With a stable heading and climb, I then called ATC and asked for vectors back to the airport. The student was having a bit of trouble ignoring the AI and asked if we should cover it. I said no, because even though the bank was incorrect, it was still giving good pitch information. We were partial, partial panel. There was no reason to hamper our situation further just yet. It was challenging to fly straight ignoring the AI’s bank angle, but it would have been even more challenging to hold pitch without the AI’s pitch reference. Not impossible, but more of an emergency than necessary. We treated the AI’s pitch information with appropriate doubt, but it performed fine in that axis long enough to get on the ILS and break out. Not doing something, or only half-way reacting to the situation, can afford a more capable solution than doing something in haste.
You’d be amazed what some pilots have declared emergencies over. Digging through recent Aviation Safety Reporting System reports (so-called NASA reports), I quickly found two cases where pilots entered reports because they worried about their disruptive effect on airports when they declared emergencies or bullied their way into the airport pattern to land because they lost their alternators.

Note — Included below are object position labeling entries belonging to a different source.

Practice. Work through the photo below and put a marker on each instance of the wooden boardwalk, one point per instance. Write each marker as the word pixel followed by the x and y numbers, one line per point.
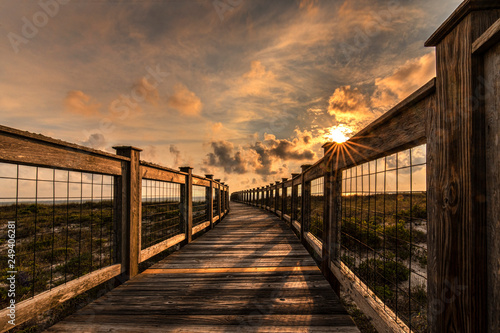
pixel 249 274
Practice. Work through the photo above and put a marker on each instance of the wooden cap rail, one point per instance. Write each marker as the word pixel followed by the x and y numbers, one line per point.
pixel 24 148
pixel 456 115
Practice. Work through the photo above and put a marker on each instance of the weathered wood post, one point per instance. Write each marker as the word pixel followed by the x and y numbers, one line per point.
pixel 270 199
pixel 331 230
pixel 456 176
pixel 283 197
pixel 266 204
pixel 130 200
pixel 219 197
pixel 210 200
pixel 305 200
pixel 187 202
pixel 276 196
pixel 223 197
pixel 294 203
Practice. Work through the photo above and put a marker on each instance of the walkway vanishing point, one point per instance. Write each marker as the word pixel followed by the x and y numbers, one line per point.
pixel 249 274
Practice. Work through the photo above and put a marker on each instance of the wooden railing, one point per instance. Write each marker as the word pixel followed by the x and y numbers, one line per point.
pixel 442 233
pixel 82 217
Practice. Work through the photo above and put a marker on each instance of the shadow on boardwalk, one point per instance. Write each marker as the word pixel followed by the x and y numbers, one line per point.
pixel 248 274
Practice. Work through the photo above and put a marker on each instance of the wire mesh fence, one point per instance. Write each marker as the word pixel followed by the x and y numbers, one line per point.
pixel 279 199
pixel 287 208
pixel 215 195
pixel 161 215
pixel 200 214
pixel 297 204
pixel 384 231
pixel 64 223
pixel 317 206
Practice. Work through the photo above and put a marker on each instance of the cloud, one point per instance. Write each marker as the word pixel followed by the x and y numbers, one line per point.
pixel 142 90
pixel 225 157
pixel 257 82
pixel 289 150
pixel 96 141
pixel 78 102
pixel 264 158
pixel 258 71
pixel 309 5
pixel 185 101
pixel 349 106
pixel 404 81
pixel 149 153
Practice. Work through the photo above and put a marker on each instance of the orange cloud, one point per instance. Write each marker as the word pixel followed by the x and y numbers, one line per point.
pixel 142 90
pixel 185 101
pixel 349 106
pixel 309 6
pixel 404 81
pixel 78 102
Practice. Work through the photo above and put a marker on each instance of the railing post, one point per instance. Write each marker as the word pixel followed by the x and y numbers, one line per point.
pixel 223 198
pixel 283 197
pixel 130 200
pixel 456 176
pixel 331 227
pixel 306 190
pixel 210 200
pixel 276 196
pixel 219 204
pixel 293 208
pixel 187 202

We’re talking VFR loss of an alternator, here. The radios were getting crackly and the GPS screen went blank. (OK, maybe for some that means they are totally lost.) Emergency? I think not. What struck me about these reports and several similar types of issues is how the pilots described immediately turning back to the field. Immediately declaring the emergency. Would a moment of reflection have convinced them that the failure probably wasn’t such a big deal? Or gave them time to think that turning off some other load-drawing items might have removed the crackle from the radio and allowed for clear communication and an orderly return to the field?

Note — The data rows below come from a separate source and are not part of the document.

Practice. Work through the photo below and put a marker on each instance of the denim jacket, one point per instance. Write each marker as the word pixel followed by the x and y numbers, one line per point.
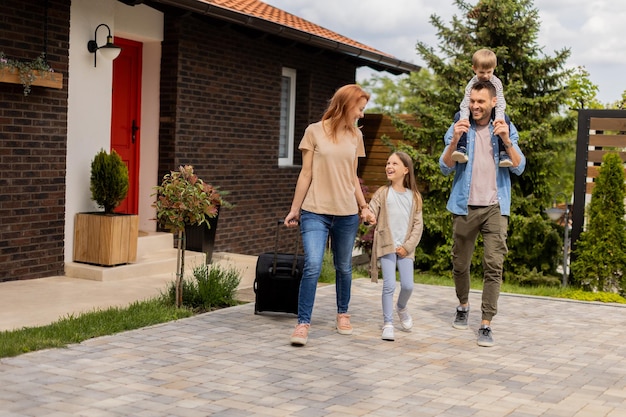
pixel 459 195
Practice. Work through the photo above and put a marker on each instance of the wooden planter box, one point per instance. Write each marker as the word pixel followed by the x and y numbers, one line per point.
pixel 50 79
pixel 105 240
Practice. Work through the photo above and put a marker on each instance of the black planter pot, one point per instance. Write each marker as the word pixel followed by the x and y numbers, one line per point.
pixel 201 238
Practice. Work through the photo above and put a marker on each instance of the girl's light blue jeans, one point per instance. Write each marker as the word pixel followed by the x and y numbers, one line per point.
pixel 315 230
pixel 388 265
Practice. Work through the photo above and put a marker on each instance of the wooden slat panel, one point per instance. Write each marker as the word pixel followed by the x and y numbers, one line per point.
pixel 592 172
pixel 614 141
pixel 596 156
pixel 599 123
pixel 372 168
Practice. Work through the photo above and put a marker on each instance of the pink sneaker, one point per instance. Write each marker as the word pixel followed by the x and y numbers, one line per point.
pixel 300 335
pixel 343 324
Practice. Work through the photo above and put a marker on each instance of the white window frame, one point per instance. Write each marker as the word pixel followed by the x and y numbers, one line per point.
pixel 289 73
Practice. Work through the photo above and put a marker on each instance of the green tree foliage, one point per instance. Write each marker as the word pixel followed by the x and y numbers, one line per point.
pixel 536 89
pixel 600 255
pixel 583 93
pixel 109 180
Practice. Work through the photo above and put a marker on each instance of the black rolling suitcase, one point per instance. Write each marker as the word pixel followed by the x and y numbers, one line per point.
pixel 277 279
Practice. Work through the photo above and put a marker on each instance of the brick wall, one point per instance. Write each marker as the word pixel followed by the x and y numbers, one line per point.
pixel 220 113
pixel 33 131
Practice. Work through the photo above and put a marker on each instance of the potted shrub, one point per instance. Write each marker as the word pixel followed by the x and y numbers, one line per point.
pixel 185 200
pixel 107 238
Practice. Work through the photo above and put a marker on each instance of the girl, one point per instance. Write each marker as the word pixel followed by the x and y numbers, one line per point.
pixel 398 211
pixel 326 202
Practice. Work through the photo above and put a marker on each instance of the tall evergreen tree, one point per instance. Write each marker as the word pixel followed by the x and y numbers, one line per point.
pixel 535 87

I’m not against anyone declaring an emergency—please do it if you feel you want the help—but there’s a difference between declaring an emergency with ATC or to the airport traffic, and declaring an emergency to yourself. One is a procedure to get you priority. Another is a way of thinking about the situation that may rush you to the wrong reaction.
The Zen of Under-Reacting
You can take this concept a step further to cover overreacting to the endless, mundane discrepancies we deal with as pilots. There’s no need to lift items off the seat because you just noticed you’re 120 feet above your assigned altitude. (I’ll flag myself as being guilty too often on this count.) There’s no need to immediately reply to ATC when you get a frequency change or even to check in on the new frequency. Pausing 10 seconds to set a heading bug or adjust some trim won’t matter. Ideally, you’ll key the mic soon enough that they won’t call you twice, but that’s not the end of the world, either.
We train ourselves for a spring-loaded response to anything abnormal. That’s fine so long as we remember actual, urgent emergencies are rare. We also have to accept that there’s a lag for your gray matter to recognize something’s wrong, and a shock of adrenaline when it does. That shock feeds a desire to do something about the issue—right now.

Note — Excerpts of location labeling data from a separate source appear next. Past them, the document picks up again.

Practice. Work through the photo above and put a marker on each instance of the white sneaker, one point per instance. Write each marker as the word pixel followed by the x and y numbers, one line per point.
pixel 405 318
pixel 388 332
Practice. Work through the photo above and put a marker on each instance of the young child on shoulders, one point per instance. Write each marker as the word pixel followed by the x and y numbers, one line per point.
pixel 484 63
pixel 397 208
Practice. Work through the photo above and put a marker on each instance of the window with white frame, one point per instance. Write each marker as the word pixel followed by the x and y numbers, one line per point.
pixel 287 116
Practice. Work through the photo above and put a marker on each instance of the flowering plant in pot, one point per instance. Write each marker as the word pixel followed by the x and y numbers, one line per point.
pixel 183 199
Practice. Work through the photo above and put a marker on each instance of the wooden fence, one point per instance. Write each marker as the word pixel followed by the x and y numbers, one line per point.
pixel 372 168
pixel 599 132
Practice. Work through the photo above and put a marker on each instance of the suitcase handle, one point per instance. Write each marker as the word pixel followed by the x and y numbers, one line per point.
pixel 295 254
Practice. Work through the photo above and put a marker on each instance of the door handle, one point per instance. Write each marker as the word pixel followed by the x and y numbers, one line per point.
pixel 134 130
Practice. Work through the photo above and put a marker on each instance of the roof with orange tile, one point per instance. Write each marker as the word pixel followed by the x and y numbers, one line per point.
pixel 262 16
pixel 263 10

Fight back by taking a moment to reflect. Oil pressure reads zero? Gosh, that’s interesting. If that’s true, my engine will seize into a $50,000 paperweight in about five minutes. How can I tell if that is, in fact, what’s going on? Just like overcontrolling an aircraft, you can overcontrol a situation. Wind the clock and then deal with the fire … if it’s even a fire worth dealing with at all.
Jeff Van West is a fan of doing nothing when he can get away with it.